ROMA - La voglia di costruire un futuro proprio, di dedicarsi alle proprie passioni e di sapere che, in fondo, si sta facendo qualcosa per se stessi, anche. «Prima di avviare DiveCircle ero già pienamente immerso nell'avvio di un'altra startup sempre dedicata al settore turistico.
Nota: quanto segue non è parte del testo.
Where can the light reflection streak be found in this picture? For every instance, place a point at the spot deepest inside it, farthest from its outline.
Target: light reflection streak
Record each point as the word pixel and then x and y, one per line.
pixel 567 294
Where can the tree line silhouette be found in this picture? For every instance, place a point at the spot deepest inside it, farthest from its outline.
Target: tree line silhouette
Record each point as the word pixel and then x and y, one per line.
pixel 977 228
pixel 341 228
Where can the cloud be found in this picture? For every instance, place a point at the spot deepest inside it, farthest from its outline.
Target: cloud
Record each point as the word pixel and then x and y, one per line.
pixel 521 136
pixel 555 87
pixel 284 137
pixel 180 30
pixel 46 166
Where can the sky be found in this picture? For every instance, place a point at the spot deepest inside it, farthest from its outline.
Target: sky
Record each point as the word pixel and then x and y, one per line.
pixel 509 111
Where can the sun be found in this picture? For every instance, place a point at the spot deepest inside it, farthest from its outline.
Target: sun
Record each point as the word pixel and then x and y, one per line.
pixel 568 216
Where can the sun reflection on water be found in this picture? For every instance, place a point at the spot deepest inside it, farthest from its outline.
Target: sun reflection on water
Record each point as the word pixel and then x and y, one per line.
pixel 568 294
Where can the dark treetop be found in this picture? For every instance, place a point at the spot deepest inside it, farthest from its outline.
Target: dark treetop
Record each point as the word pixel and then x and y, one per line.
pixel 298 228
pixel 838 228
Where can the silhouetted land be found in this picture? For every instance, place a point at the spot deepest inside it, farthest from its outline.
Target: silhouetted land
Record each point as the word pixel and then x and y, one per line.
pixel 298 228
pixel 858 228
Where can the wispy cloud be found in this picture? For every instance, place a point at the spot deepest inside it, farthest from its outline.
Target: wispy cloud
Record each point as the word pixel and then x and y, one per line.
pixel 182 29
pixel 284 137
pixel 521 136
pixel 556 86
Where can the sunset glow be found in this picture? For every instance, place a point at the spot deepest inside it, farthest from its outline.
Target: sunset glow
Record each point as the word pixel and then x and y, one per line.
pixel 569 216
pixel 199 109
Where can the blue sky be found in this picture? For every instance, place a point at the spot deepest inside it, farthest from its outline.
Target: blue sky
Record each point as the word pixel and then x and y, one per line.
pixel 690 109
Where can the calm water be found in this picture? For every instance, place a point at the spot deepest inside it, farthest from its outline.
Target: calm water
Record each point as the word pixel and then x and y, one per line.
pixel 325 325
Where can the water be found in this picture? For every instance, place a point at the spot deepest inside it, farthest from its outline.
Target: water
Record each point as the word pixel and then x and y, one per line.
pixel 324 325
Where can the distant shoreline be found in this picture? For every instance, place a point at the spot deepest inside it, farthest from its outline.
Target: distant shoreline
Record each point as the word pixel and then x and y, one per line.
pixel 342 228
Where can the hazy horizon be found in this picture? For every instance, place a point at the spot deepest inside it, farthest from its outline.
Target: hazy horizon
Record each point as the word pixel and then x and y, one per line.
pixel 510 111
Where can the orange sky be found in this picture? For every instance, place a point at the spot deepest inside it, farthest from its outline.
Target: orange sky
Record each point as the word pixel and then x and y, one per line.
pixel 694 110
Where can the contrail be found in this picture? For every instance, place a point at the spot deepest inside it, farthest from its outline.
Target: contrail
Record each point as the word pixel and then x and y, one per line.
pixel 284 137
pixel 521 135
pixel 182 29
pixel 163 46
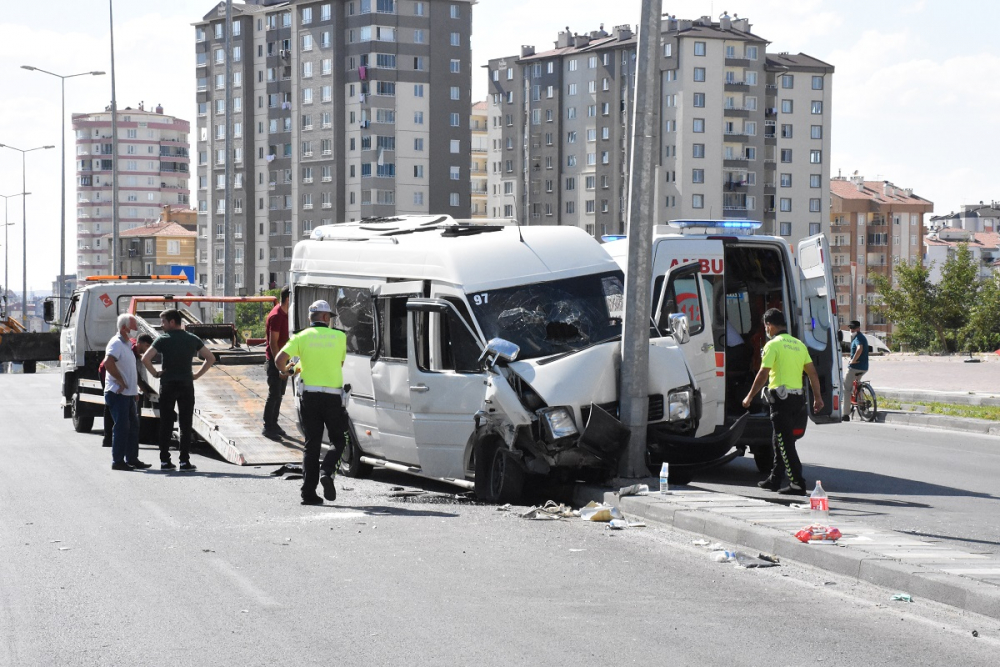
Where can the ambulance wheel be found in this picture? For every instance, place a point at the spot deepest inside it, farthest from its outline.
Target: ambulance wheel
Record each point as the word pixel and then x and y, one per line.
pixel 81 423
pixel 499 478
pixel 350 460
pixel 763 458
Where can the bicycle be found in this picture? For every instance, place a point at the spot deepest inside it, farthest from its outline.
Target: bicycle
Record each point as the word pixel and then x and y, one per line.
pixel 864 401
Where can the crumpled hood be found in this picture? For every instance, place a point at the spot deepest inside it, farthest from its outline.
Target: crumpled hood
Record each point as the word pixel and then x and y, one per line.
pixel 579 379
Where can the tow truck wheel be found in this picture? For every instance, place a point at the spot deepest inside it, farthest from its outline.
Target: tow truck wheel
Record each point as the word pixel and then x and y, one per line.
pixel 81 423
pixel 763 458
pixel 350 460
pixel 499 478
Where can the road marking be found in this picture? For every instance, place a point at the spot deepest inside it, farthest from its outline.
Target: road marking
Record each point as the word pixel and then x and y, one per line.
pixel 243 583
pixel 160 514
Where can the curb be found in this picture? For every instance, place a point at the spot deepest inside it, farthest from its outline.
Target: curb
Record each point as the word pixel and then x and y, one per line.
pixel 953 590
pixel 965 424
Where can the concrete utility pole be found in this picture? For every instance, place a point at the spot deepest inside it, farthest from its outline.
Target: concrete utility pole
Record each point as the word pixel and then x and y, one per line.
pixel 635 340
pixel 115 250
pixel 62 216
pixel 229 309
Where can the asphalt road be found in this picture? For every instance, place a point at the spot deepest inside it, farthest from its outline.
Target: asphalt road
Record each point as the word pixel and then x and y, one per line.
pixel 931 483
pixel 224 567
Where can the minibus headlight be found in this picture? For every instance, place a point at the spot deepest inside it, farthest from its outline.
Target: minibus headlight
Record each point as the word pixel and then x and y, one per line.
pixel 558 423
pixel 679 405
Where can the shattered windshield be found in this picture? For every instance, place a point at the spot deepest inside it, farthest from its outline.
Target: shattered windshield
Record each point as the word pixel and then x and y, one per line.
pixel 553 317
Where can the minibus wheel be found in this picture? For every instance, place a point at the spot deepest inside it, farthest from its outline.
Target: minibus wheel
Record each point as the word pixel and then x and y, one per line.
pixel 499 478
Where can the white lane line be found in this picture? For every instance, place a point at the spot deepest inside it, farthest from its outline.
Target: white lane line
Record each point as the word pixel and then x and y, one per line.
pixel 243 583
pixel 160 514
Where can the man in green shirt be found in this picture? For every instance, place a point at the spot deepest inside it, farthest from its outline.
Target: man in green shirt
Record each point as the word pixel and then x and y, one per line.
pixel 783 361
pixel 177 348
pixel 321 352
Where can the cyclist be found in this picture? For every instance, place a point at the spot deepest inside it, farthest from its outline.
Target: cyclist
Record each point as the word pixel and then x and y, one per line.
pixel 856 367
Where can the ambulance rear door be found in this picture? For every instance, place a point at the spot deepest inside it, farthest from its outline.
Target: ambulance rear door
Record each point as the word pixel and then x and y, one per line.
pixel 818 322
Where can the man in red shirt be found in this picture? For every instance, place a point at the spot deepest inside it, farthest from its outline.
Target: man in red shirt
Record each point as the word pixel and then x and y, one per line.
pixel 275 335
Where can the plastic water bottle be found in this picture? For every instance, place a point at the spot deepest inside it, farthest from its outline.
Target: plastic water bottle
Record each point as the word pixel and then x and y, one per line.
pixel 819 505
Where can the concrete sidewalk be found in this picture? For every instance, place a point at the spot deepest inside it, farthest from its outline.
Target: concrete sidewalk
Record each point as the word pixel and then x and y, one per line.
pixel 896 561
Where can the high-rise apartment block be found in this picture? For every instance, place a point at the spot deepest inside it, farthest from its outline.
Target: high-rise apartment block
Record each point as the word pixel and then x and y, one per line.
pixel 741 133
pixel 874 226
pixel 341 110
pixel 153 172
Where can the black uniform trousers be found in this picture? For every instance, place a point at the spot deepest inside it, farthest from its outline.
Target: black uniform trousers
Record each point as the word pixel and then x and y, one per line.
pixel 276 386
pixel 321 411
pixel 786 460
pixel 181 394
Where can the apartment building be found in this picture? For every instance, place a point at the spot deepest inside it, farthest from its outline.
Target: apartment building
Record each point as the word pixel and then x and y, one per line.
pixel 155 249
pixel 874 226
pixel 478 125
pixel 333 107
pixel 153 171
pixel 741 133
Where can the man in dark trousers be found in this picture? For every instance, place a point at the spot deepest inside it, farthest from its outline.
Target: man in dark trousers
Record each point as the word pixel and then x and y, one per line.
pixel 178 348
pixel 783 361
pixel 321 352
pixel 856 367
pixel 275 335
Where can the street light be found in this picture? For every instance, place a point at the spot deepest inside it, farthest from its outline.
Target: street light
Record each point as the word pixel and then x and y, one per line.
pixel 62 220
pixel 24 236
pixel 6 242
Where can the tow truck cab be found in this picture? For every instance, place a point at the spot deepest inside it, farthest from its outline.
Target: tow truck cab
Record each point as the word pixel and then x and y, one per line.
pixel 723 277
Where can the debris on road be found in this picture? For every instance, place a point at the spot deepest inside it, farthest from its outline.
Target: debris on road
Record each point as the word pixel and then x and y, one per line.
pixel 550 510
pixel 634 490
pixel 593 511
pixel 817 534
Ero un istruttore di kick boxing, con una laurea in informatica e con tanta voglia di creare qualcosa di mio». Inizia così la nostra intervista con Massimiliano Miglio fondatore di DiveCircle, la startup che dopo la campagna di crowdfunding su Equinvest conclusasi positivamente, ha fatto innamorare l’acceleratore romano Luiss Enlabs, a oggi uno dei migliori in Europa con un tasso di successo del 94%..

Cos’è DiveCircle
DiveCircle è una piattaforma web e mobile che consente a tutti gli appassionati del sommerso di prenotare, in pochi secondi e pochi click, viaggi ed esperienze naturalistiche a tema diving. «Ho fatto confluire in DiveCircle le mia passioni, il kick boxing e la subacquea che pratico dal 2000 - ci dice Massimiliano -. In più stiamo parlando di un mercato ancora inesplorato. Gli attori principali sono sono piccole agenzie viaggi – spiega Miglio - che negli ultimi 20 anni non hanno saputo sfruttare le nuove tecnologie per imporsi come leader e offrire ai propri clienti un’esperienza del viaggio più efficiente e attrattiva, preferendo rimanere ancorati a modelli di servizio anni 90».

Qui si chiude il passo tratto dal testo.